Cook, Dane B, VanRiper, Stephanie, Dougherty, Ryan J et al. · PloS one · 2022 · DOI
Quick Summary
Researchers tested 214 people with ME/CFS and 189 healthy controls using exercise bikes to see how their bodies responded to physical activity. They found that people with ME/CFS had unusual patterns during exercise: they breathed inefficiently, their hearts didn't speed up as much as expected, but they felt the exercise was harder than controls thought it was. These differences remained even when comparing people with similar fitness levels.
Why It Matters
This study provides objective, reproducible exercise testing evidence that ME/CFS involves physiological abnormalities beyond simple deconditioning—specifically inefficient breathing patterns and exaggerated effort perception that persist even in fitness-matched individuals. These findings validate the clinical use of cardiopulmonary exercise testing as a diagnostic tool and support the biological basis of ME/CFS, potentially reducing diagnostic uncertainty and improving acceptance of the illness.
Observed Findings
People with ME/CFS showed lower ventilation and breathing frequency at all exercise intensities (20-100%) compared to controls
Heart rate and heart rate efficiency were reduced in ME/CFS despite similar fitness levels in matched subgroups
People with ME/CFS consistently reported higher perceived exertion at the same exercise intensities
Ventilatory efficiency metrics (VE/VO₂ and VE/VCO₂) were elevated in ME/CFS, indicating less efficient oxygen utilization
Abnormal breathing patterns (paradoxically higher tidal volumes with lower overall ventilation) were specific to fitness-matched ME/CFS participants
Inferred Conclusions
Exercise abnormalities in ME/CFS reflect inefficient ventilatory mechanics and augmented perception of effort, not simply poor fitness
These cardiopulmonary and perceptual abnormalities are distinct features of ME/CFS that persist when accounting for aerobic fitness differences
Cardiopulmonary exercise testing can identify physiologically-based exercise intolerance specific to ME/CFS
Remaining Questions
What mechanisms cause the inefficient breathing patterns and elevated perceived exertion—are they neurological, metabolic, or muscular in origin?
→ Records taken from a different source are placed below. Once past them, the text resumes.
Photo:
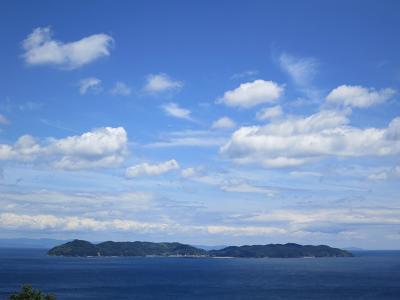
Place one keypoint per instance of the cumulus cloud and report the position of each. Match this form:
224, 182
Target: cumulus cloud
161, 82
297, 140
269, 113
253, 93
4, 120
121, 89
359, 96
301, 70
100, 148
90, 84
152, 170
223, 123
174, 110
41, 49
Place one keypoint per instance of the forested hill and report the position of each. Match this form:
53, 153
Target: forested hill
290, 250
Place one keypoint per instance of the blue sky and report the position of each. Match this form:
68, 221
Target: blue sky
202, 122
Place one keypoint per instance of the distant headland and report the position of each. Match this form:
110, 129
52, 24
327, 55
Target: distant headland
290, 250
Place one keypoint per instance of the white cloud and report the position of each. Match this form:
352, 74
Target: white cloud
378, 176
41, 49
247, 188
188, 172
152, 170
358, 96
304, 218
100, 148
121, 89
301, 70
250, 94
74, 223
269, 113
161, 82
245, 230
248, 73
30, 105
190, 138
90, 84
223, 123
172, 109
4, 120
297, 140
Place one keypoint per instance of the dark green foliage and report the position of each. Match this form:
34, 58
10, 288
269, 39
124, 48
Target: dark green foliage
279, 250
75, 248
83, 248
29, 293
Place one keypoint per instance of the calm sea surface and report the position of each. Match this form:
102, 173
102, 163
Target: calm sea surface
370, 275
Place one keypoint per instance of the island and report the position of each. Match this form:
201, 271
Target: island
289, 250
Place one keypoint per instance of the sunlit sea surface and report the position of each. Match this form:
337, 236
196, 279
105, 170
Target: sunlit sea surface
369, 275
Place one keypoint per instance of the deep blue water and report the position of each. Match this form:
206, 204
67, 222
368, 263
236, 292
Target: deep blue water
370, 275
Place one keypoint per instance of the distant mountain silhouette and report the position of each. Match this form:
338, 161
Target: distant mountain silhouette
290, 250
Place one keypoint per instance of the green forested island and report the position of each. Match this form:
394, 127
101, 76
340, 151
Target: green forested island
290, 250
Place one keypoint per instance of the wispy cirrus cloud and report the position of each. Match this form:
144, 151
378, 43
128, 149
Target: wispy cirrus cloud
100, 148
90, 84
173, 109
151, 169
223, 123
121, 89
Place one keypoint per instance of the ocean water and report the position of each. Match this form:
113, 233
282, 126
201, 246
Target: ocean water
369, 275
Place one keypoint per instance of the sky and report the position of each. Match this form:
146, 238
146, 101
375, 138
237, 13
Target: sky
204, 122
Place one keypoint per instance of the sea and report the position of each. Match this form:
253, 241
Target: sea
368, 275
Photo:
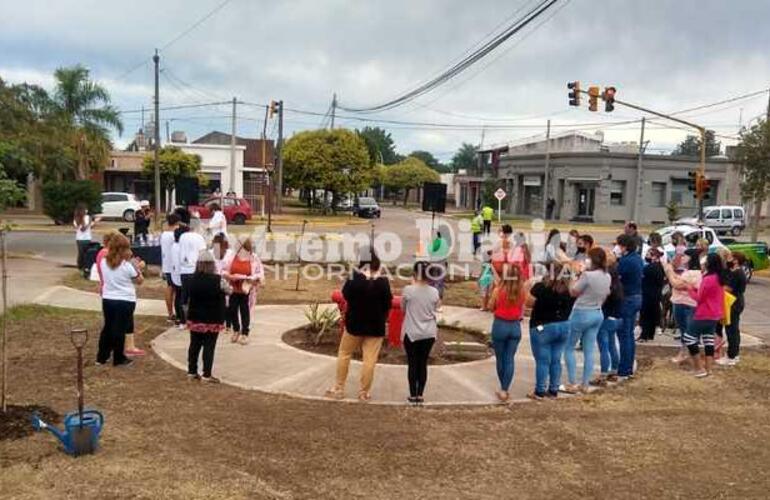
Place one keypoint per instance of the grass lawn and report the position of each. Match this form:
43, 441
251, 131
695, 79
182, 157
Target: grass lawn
665, 434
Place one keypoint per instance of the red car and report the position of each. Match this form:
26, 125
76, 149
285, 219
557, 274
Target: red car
237, 210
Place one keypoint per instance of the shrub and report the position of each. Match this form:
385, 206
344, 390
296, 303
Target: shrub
61, 198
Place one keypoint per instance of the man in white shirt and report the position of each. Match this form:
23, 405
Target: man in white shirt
218, 222
166, 242
190, 245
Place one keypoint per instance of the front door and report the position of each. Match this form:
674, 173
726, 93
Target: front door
585, 197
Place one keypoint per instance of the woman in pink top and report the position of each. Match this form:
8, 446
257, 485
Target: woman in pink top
709, 309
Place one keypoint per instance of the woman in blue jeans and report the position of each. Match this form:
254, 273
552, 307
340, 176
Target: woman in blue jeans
591, 289
608, 348
507, 303
549, 330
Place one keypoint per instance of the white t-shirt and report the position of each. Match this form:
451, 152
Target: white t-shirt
218, 223
190, 245
166, 241
83, 235
118, 284
176, 272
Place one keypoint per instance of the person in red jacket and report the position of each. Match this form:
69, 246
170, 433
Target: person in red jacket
709, 309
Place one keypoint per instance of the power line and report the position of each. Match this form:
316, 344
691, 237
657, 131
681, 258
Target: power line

Do these exercise response abnormalities correlate with post-exertional malaise or symptom flares in individual patients?
What This Study Does Not Prove
This study does not establish the cause of abnormal exercise responses or prove they are specific to ME/CFS (they may occur in other conditions). Being cross-sectional, it cannot determine whether these responses develop from ME/CFS or contribute to its pathophysiology. It also does not establish whether these exercise patterns predict symptom severity, post-exertional malaise, or treatment response.